Sauteed Wild Mushrooms

“From A Taste of Italy (1996) by The American Cooking Guild: "Wild mushrooms are a specialty of northern Italy; golden brown porcini is the undisputed favorite. Rehydrate dried mushrooms with a 30-minute soak in hot water. Rinse well; trim off the tough parts. Strain soaking liquid through a coffee filter; save for pasta sauces or soups. At a fancy restaurant, an appetizer of sauteed wild mushrooms on bruschetta costs a king's ransom!
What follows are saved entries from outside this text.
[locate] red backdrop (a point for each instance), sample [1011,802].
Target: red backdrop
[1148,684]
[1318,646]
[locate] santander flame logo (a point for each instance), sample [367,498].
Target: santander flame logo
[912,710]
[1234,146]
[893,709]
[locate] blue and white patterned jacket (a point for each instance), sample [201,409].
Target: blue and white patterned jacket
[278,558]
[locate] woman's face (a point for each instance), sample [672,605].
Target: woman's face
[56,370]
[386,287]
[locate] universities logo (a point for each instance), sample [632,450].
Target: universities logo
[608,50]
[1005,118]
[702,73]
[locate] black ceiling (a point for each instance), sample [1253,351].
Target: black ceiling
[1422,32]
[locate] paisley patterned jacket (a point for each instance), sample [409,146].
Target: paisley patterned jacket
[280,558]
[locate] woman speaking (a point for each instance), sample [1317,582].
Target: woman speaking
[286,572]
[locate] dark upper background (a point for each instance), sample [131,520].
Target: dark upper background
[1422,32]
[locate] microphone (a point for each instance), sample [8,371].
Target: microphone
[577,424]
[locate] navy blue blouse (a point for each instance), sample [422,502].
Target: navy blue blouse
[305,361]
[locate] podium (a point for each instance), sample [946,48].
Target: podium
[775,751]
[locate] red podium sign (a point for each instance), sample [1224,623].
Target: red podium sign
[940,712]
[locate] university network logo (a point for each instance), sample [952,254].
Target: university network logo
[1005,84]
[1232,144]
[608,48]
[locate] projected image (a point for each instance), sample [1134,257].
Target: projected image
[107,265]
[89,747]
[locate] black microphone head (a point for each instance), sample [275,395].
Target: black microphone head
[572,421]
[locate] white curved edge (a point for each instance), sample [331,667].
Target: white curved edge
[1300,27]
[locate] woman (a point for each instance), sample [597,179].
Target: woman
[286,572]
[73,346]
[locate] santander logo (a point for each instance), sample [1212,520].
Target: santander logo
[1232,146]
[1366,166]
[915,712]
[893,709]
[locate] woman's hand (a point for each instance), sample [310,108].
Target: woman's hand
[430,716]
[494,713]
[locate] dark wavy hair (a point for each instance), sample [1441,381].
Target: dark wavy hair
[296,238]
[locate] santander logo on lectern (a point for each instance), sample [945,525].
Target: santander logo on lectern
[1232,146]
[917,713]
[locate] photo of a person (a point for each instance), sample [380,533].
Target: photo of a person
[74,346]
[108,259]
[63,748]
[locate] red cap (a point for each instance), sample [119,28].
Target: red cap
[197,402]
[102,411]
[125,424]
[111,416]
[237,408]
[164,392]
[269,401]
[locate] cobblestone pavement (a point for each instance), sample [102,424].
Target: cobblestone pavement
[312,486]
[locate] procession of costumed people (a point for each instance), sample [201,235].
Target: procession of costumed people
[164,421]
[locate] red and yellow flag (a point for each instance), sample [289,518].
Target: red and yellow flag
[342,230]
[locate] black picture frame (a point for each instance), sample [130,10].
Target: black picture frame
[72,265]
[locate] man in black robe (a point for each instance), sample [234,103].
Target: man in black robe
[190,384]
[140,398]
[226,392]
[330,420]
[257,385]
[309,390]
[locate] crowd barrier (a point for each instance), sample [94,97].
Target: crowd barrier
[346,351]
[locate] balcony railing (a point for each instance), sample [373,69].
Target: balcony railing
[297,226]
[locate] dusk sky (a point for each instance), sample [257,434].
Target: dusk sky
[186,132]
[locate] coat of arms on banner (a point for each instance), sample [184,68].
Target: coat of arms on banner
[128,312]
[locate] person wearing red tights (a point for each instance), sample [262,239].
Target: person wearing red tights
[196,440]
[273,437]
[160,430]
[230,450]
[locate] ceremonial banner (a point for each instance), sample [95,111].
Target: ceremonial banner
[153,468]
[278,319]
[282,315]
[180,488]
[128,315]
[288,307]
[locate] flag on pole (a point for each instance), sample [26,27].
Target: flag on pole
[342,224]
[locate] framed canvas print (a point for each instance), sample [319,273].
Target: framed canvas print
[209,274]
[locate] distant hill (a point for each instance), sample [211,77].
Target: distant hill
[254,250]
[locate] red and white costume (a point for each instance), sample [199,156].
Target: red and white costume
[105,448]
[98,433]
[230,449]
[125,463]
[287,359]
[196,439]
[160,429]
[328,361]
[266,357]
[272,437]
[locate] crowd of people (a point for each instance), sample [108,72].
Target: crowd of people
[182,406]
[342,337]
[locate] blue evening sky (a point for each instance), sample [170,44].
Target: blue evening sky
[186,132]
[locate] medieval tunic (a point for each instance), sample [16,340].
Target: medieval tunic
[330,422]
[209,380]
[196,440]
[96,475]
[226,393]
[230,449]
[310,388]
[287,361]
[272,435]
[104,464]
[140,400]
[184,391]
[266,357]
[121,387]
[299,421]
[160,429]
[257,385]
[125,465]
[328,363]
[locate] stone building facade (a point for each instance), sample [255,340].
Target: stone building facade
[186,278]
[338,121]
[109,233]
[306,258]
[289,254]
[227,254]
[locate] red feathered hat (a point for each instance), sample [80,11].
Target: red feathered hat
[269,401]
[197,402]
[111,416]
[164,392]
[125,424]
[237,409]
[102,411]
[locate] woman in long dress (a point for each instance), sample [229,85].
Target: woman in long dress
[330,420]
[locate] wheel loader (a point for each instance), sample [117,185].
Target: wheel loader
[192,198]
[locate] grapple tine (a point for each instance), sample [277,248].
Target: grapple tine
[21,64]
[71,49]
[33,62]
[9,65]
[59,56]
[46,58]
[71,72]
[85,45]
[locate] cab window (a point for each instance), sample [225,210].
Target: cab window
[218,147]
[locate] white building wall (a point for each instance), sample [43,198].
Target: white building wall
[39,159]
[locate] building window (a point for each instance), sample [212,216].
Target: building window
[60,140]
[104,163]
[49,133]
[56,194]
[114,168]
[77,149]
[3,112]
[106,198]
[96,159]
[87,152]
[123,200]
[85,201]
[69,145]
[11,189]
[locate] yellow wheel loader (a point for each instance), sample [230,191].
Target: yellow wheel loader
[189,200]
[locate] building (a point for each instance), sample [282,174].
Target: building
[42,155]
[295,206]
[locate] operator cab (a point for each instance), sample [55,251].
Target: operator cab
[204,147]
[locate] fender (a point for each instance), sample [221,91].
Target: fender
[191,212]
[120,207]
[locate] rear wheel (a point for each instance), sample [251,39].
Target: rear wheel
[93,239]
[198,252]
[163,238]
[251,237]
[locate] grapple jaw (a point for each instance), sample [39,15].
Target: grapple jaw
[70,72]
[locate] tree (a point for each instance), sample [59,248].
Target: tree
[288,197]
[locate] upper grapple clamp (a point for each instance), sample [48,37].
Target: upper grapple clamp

Try it at home; embellish the top with shaved Parmesan cheese."”

Ingredients Nutrition

  • 1 tablespoon olive oil
  • 1 lb wild mushroom, mixed (porcini, shiitake, morels, oyster, chanterelles or a wild and domestic blend)
  • 1 garlic clove, finely minced
  • 1 tablespoon fresh marjoram
  • 1 tablespoon fresh chives
  • 1 -2 tablespoon balsamic vinegar (to taste)
  • salt and black pepper, freshly ground (to taste)
  • 4 -5 slices Italian bread, grilled, preferably bruschetta


  1. Heat oil in a large, heavy skillet over high heat.
  2. Saute mushrooms 4 minutes or until liquid from the mushrooms has evaporated.
  3. Stir in garlic, herbs, and vinegar; cook 30 seconds more.
  4. Remove to a heated serving dish.
  5. Add salt and pepper.
  6. Serve on grilled bread (bruschetta).